Il serra maladroitement la main de la fillette. Il avait attentivement étudié son dossier afin de participer efficacement au processus de recrutement. Rencontrer une inconnue dont, paradoxalement, il connaissait tout, du parcours scolaire au corps martyrisé aperçu sur les photographies médico-légales, le mettait singulièrement mal à l'aise.

- Là, c'est le bâtiment principal, dit-il en se tournant vers un immeuble comportant huit étages. Le sous-sol abrite les archives. Le réfectoire se trouve au rez-de-chaussée, ainsi que les services administratifs. H y a d'autres bureaux du premier au troisième. Les membres du personnel vivent au quatrième. Le reste est occupé par nous, les agents.

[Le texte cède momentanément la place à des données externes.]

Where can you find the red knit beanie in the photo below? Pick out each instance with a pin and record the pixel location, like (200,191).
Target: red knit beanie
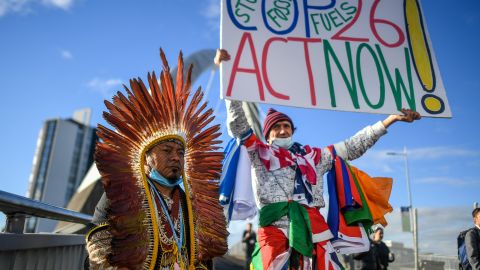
(272,118)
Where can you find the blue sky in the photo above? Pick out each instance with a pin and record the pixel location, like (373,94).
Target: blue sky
(57,56)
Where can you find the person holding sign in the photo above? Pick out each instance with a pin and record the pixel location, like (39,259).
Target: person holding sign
(287,179)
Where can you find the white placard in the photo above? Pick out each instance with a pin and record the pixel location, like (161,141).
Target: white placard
(350,55)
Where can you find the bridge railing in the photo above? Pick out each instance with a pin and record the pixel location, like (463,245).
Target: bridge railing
(19,250)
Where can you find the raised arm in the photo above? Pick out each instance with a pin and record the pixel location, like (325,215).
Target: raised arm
(358,144)
(236,119)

- Et vous êtes combien ? demanda Ning.

- Environ trois cents, répondit Ryan. Mais il faut compter soixante-dix T-shirts rouges, ceux qui sont trop jeunes pour obtenir la qualification.  En général, la moitié des agents opérationnels sont en mission, ce qui fait qu'il n'y a jamais plus de deux cents résidents sur le campus.

- Ces pelouses sont magnifiques.

- Si tu enfreins les règles, tu auras l'occasion de passer la tondeuse, sourit Ryan. Allez, suis-moi.

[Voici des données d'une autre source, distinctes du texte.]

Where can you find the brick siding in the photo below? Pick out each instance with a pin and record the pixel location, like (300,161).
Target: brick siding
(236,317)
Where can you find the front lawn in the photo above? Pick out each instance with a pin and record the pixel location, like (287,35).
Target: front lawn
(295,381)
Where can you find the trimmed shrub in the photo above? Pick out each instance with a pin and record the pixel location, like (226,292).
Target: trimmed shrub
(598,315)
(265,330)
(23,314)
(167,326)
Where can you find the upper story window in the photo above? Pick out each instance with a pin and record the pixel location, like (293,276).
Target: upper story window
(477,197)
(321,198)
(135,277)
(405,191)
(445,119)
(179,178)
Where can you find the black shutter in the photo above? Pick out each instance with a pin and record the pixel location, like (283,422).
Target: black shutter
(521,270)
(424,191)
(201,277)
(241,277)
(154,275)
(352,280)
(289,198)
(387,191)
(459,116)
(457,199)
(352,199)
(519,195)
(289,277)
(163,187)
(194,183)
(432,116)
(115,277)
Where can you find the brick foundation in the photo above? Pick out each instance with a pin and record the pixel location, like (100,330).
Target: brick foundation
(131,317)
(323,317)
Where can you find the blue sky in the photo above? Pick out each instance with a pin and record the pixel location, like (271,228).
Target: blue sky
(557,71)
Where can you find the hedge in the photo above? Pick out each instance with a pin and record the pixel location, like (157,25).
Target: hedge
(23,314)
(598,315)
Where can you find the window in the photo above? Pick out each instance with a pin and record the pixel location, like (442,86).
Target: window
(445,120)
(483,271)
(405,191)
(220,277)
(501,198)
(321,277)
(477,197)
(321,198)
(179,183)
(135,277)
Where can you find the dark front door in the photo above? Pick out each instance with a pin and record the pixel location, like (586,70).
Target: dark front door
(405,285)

- Où est-ce que tu m'emmènes ?

- À la réception. On va te remettre ton équipement.

Ils franchirent la porte du bâtiment d'accueil puis dévalèrent une volée de marches métalliques menant à un espace souterrain aménagé sous l'héliport. Ning découvrit un poste de contrôle équipé de portails à rayons X semblables à ceux des aéroports, mais ce dispositif n'était utilisé que lorsque des adultes étrangers à l'organisation visitaient le campus.

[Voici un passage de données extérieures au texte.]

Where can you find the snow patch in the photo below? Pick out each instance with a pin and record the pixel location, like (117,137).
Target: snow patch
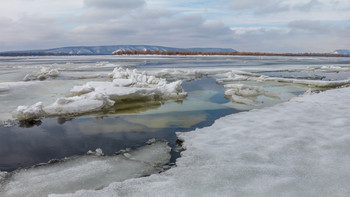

Ryan ouvrit un casier métallique puis en sortit un T-shirt orange, un pantalon de treillis et une paire de rangers neuves. Au même instant, Amy jaillit des toilettes du personnel.

- Je ne pourrais pas plutôt en avoir un noir ? demanda Ning en désignant le T-shirt.

Ryan et Amy éclatèrent de rire.

- La couleur orange est réservée aux nouveaux, expliqua cette dernière en choisissant un T-shirt blanc dans le casier. Ainsi, ils sont plus faciles à repérer. Les résidents n'ont pas le droit de leur adresser la parole, sauf si la directrice les y autorise. Les autres couleurs sont attribuées en fonction du grade. Ryan porte le bleu marine, un rang au-dessous du noir. Moi, je porte le blanc, comme tous les membres du personnel et les agents à la retraite.

Tandis que Ning se changeait, Ryan détourna pudiquement le regard.

- Je dois préparer notre entretien, dit Amy. Ryan va te conduire au bureau de la directrice, puis il te fera visiter le campus.

- Quand passerai-je les tests d'admission ?

- Il est presque quatorze heures, répondit Ryan. C'est trop tard pour aujourd'hui. Tu seras sans doute convoquée demain matin.